--- Now Updating ---
This repository is the implementation of "Audio-visual Action Recognition using Transformer Fusion Network". This code is based on the GitHub repository of the "Swin Transformer" paper. (https://github.com/microsoft/Swin-Transformer)
Dataset preparation
-
UCF-sound(The subset of UCF-101)
- Download UCF-101 dataset
- The class list provided below includes audio files within video data.
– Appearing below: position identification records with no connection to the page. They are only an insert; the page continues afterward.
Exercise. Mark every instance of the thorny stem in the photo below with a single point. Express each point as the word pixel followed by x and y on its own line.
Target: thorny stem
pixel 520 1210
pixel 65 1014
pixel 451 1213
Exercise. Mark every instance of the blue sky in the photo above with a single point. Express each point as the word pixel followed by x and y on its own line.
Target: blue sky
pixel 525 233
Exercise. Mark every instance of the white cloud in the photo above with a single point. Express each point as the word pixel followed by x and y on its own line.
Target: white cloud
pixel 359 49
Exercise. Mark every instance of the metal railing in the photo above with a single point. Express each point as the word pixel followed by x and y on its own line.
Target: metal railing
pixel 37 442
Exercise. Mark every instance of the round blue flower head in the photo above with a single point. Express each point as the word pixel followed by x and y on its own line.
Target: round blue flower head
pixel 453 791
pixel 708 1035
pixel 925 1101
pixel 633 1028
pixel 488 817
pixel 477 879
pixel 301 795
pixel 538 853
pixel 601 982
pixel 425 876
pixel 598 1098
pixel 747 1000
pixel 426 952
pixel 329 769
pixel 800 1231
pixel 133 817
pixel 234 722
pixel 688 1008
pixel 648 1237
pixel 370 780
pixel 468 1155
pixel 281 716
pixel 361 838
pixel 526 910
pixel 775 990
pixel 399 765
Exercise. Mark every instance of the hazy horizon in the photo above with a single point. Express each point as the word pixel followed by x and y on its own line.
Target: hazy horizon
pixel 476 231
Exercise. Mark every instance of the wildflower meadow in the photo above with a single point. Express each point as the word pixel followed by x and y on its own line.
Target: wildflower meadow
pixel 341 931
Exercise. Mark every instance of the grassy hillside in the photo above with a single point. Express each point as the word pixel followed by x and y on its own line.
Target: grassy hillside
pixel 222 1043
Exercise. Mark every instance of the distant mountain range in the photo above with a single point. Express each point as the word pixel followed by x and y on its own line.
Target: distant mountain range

Please separate these classes from the UCF-101 dataset. (CliffDiving/Rafting/SoccerPenalty/BabyCrawling/LongJump/Hammering/HandstandWalking/CuttingInKitchen/StillRings/BoxingPunchingBag/PlayingDhol/Surfing/BrushingTeeth/Archery/IceDancing/MoppingFloor/PlayingFlute/BoxingSpeedBag/ParallelBars/UnevenBars/Typing/PlayingCello/TableTennisShot/BasketballDunk/ApplyLipstick/BalanceBeam/PlayingDaf/SumoWrestling/CricketShot/Knitting/FloorGymnastics/Shotput/WritingOnBoard/ShavingBeard/Haircut/BlowingCandles/PlayingSitar/HeadMassage/FrontCrawl/BodyWeightSquats/BandMarching/FrisbeeCatch/FieldHockeyPenalty/HandstandPushups/BlowDryHair/Bowling/WallPushups/CricketBowling/SkyDiving/HammerThrow)
-
Kinetics-sound(The subset of Kinetics-400)
- Download Kinetics-400 dataset
- The class list provided below includes audio files within video data. Please separate these classes from the Kinetics-400 dataset. (playingtrumpet/stompinggrapes/shovelingsnow/playingclarinet/strummingguitar/blowingnose/playingxylophone/blowingoutcandles/rippingpaper/tapdancing/bowling/laughing/playingbassguitar/playingviolin/playingkeyboard/playingtrombone/tappingpen/dribblingbasketball/playingdrums/choppingwood/singing/playingbagpipes/mowinglawn/playingorgan/playingpiano/shufflingcards/playingguitar/playingaccordion/tickling/playingharmonica/tappingguitar/playingsaxophone)
-
Extract the frames from the video.
-
Extract the WAV file from the video
The case of model
- IVA : all elements, includnig a single frame, T frames, and audio
- IV : single frame and T frames without audio
- IA : single frame and its corresponding audio
- VA : T frames and its corresponding audio